Addiction à l'exercice : une revue narrativeExercise Addiction: A Narrative Review
- La prévalence de l'addiction à l'exercice varie de 2 % à 18 % selon les études.
- Les effets positifs incluent la réduction de l'addiction au téléphone et aux drogues.
- Les effets négatifs comprennent une mauvaise santé mentale et des blessures physiques.

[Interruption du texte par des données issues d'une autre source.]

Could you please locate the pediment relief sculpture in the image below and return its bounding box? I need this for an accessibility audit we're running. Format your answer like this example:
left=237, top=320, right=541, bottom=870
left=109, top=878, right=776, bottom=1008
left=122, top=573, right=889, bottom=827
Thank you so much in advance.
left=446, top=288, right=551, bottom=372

Article traitant de l'addiction à l'exercice, un sujet périphérique pour NeuroWatch, mais pertinent pour les cliniciens en neuropsychologie en raison des comorbidités avec le TDAH et d'autres troubles. La note est modérée car il s'agit d'une revue narrative sans données originales et la pertinence directe pour le neurodéveloppement est limitée.
Revue narrative non systématique, pouvant introduire un biais de sélection des études. Les données de prévalence proviennent d'études hétérogènes avec des définitions variables. Peu d'interventions spécifiques ont été étudiées, limitant les recommandations cliniques.
Cette revue narrative examine la prévalence de l'addiction à l'exercice (2 à 18 %), ses effets positifs (réduction de l'addiction au téléphone et aux drogues) et négatifs (santé mentale altérée, blessures), ses comorbidités (TOC, dépression, TDAH), ses facteurs de risque (sports individuels, restriction alimentaire, perfectionnisme, insatisfaction corporelle, traumatisme infantile, anxiété de mort), les mécanismes biologiques sous-jacents (cortisol élevé, altérations cérébrales, prédispositions génétiques) et les interventions (entraînement sur tapis roulant, thérapie rationnelle émotive).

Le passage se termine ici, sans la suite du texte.